When in the rainy night of July the darkness is thick upon the meadows and the pattering rain draws veil upon veil over the stillness of the slumbering earth, this monotony of the rain patter seems to be the darkness of sound itself. The gloom of the dim and the dense line of trees, the thorny bushes scattered in the bare heath like floating heads of swimmers with bedraggled hair, the smell of the damp grass and the wet earth, the spire of the temple rising above the undefined mass of blackness grouped around the village huts – everything seems like notes rising from the heart of the night, mingling and losing themselves in the one sound of ceaseless rain filling the sky.

Therefore the true poets, they who are seers, seek to express the universe in terms of music.

They rarely use symbols of painting to express the unfolding of forms, the mingling of endless lines and colours that goes on every moment on the canvas of the blue sky. They have their reasons. For the man who paints must have canvas, brush and colour-box. The first touch of his brush is very far from the complete idea. And, then when the work is finished and the artist is gone, the widowed picture stands alone, the incessant touches of love of the creative hand are withdrawn.

But, the singer has everything within him. The notes come out from his very life. They are not materials gathered from outside. His idea and his expression are brother and sister; very often they are born as twins. In music the heart reveals itself immediately; it suffers not from any barrier of alien material. Therefore, though music has to wait for its completeness like any other art, yet at every step it gives out beauty to of the whole. As the material of expression, even words are barriers, for their meaning has to be construed or thought. But, music never has to depend upon any obvious meaning; it expresses what no words can reveal.

What is more, music and the musician are inseparable. When the singer departs, his singing dies with him; it is in eternal union with the life and joy of the master. This world-song is never separated from its singer. It is not fashioned from any outward material. It is his joy itself taking never-ending form. It is the great heart sending the tremor of its thrill over the sky. There is perfection in each individual strain of this music, which is the revelation of completion in the incomplete. No one of its notes is final, yet each reflects the infinite.

What does it matter if we fail to derive the exact meaning of this great harmony? Is it not like the hand meeting the string and drawing out at once all its tones at the touch? It is the language of beauty, the caress, that comes from the heart of the world, and straightaway reaches our heart.

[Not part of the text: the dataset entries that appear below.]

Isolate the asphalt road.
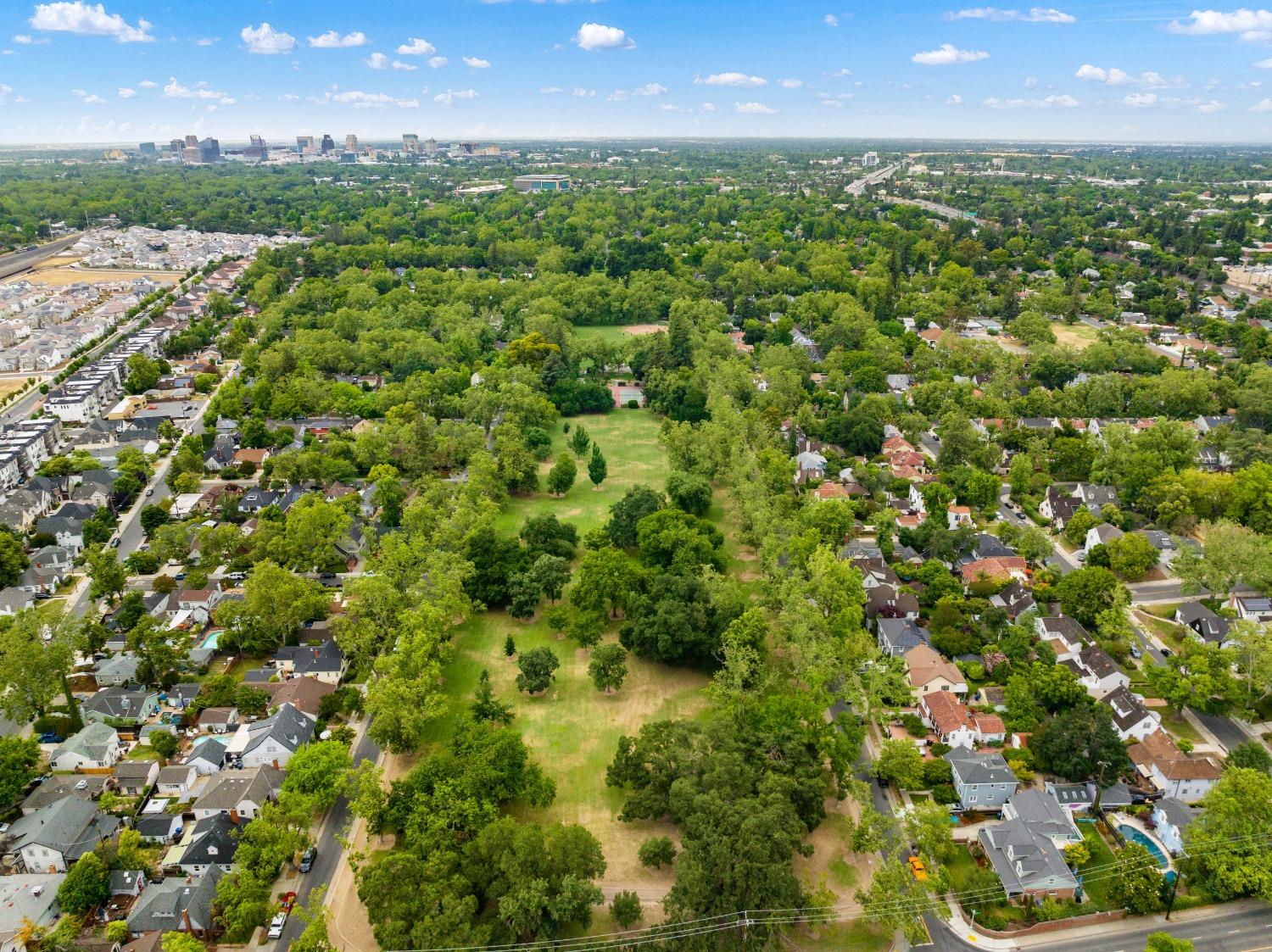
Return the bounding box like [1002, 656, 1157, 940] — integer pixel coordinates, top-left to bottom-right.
[272, 731, 381, 952]
[0, 231, 84, 278]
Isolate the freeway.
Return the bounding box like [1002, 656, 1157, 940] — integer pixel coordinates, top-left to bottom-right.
[0, 231, 84, 278]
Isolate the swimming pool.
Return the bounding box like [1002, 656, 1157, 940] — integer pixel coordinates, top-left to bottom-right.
[1117, 824, 1170, 870]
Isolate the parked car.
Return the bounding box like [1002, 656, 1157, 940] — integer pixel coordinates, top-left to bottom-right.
[266, 913, 287, 939]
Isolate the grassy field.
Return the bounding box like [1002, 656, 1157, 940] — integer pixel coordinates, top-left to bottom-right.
[1051, 320, 1101, 351]
[425, 611, 707, 890]
[574, 324, 667, 343]
[498, 409, 668, 535]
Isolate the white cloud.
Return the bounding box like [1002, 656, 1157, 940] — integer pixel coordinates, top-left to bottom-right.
[397, 36, 438, 56]
[310, 29, 368, 49]
[239, 23, 297, 56]
[1074, 62, 1188, 89]
[910, 43, 990, 66]
[574, 23, 636, 52]
[310, 89, 420, 109]
[694, 72, 768, 89]
[1167, 6, 1272, 42]
[30, 0, 154, 43]
[944, 6, 1078, 23]
[432, 89, 478, 107]
[163, 76, 236, 105]
[981, 92, 1081, 109]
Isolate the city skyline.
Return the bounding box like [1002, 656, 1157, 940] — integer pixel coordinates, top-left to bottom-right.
[9, 0, 1272, 143]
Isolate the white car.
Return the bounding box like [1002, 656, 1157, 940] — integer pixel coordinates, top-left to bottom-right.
[266, 913, 287, 939]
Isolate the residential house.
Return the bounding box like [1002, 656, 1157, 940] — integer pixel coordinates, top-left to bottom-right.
[875, 618, 931, 659]
[81, 687, 159, 723]
[226, 704, 315, 768]
[943, 746, 1017, 810]
[114, 760, 159, 797]
[155, 764, 198, 799]
[48, 721, 124, 771]
[262, 677, 336, 717]
[127, 865, 226, 938]
[93, 652, 142, 688]
[165, 814, 247, 876]
[193, 766, 287, 820]
[198, 708, 238, 733]
[903, 644, 967, 698]
[918, 692, 1007, 748]
[132, 814, 182, 847]
[1083, 522, 1126, 552]
[0, 873, 66, 952]
[1228, 595, 1272, 621]
[22, 774, 109, 814]
[1152, 797, 1197, 857]
[1126, 730, 1220, 804]
[1076, 644, 1131, 700]
[274, 638, 349, 685]
[1103, 684, 1162, 741]
[7, 797, 120, 873]
[977, 817, 1078, 901]
[1002, 788, 1083, 849]
[182, 727, 227, 777]
[1174, 601, 1231, 649]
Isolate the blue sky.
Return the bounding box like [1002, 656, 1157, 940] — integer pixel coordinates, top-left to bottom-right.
[9, 0, 1272, 142]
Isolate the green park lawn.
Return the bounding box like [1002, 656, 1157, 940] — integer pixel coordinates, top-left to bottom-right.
[496, 409, 668, 537]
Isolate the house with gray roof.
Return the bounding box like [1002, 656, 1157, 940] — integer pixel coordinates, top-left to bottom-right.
[7, 797, 120, 873]
[1152, 797, 1197, 855]
[977, 817, 1078, 901]
[226, 704, 315, 768]
[127, 866, 226, 938]
[48, 721, 124, 771]
[81, 687, 159, 723]
[943, 748, 1017, 810]
[1002, 788, 1083, 849]
[875, 616, 933, 659]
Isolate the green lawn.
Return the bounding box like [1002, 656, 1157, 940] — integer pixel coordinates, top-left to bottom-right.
[498, 409, 668, 535]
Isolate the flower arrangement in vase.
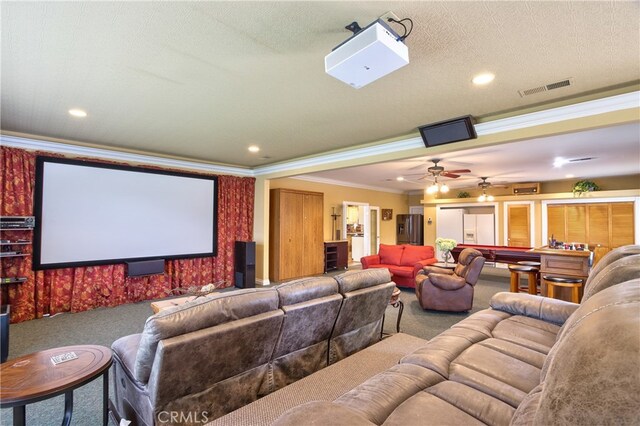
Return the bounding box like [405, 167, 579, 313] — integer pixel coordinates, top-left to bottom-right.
[436, 238, 458, 265]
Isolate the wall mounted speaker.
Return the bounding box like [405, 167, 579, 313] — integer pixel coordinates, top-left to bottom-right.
[418, 115, 478, 148]
[234, 241, 256, 288]
[127, 259, 164, 277]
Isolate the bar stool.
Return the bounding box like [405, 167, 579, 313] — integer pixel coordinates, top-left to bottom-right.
[518, 260, 542, 294]
[509, 265, 540, 295]
[542, 275, 582, 303]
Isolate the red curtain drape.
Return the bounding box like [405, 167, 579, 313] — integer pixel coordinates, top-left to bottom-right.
[0, 146, 255, 322]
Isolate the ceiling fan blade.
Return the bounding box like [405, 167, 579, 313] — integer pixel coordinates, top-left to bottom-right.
[440, 172, 460, 179]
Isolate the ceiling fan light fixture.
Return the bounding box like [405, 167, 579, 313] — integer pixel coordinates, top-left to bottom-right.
[471, 72, 496, 86]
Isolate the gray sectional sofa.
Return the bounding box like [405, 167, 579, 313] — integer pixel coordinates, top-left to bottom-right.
[113, 246, 640, 426]
[112, 269, 395, 425]
[272, 246, 640, 426]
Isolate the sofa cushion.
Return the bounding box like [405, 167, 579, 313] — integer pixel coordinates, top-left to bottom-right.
[134, 289, 278, 383]
[378, 244, 404, 265]
[384, 381, 514, 426]
[386, 265, 413, 278]
[518, 279, 640, 425]
[334, 364, 444, 425]
[397, 244, 433, 266]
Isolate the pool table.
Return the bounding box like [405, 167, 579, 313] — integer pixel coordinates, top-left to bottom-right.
[451, 244, 540, 263]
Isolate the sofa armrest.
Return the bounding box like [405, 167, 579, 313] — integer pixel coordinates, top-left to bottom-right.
[360, 254, 380, 269]
[413, 257, 438, 277]
[428, 273, 467, 291]
[111, 333, 142, 381]
[489, 292, 580, 325]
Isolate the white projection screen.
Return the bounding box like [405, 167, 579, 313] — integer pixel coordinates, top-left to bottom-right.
[33, 157, 218, 270]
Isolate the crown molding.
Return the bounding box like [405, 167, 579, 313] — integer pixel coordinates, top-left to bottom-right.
[253, 137, 424, 176]
[0, 135, 254, 176]
[253, 91, 640, 176]
[289, 175, 406, 194]
[475, 91, 640, 136]
[0, 91, 640, 180]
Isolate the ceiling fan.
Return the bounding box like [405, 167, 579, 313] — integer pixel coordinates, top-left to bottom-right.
[418, 158, 471, 182]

Last night, in the silence which pervaded the darkness, I stood alone and heard the voice of the singer of the eternal melodies. When I went to sleep, I closed my eyes with this last thought in my mind, that even when I remain unconscious in slumber the dance of life will still go on in the hushed arena of my sleeping body, keeping step with the stars. The heart will throb, the blood will leap in the veins, and the millions of living atoms of my body will vibrate in tune with the note of the harp-string that thrills at the touch of the master.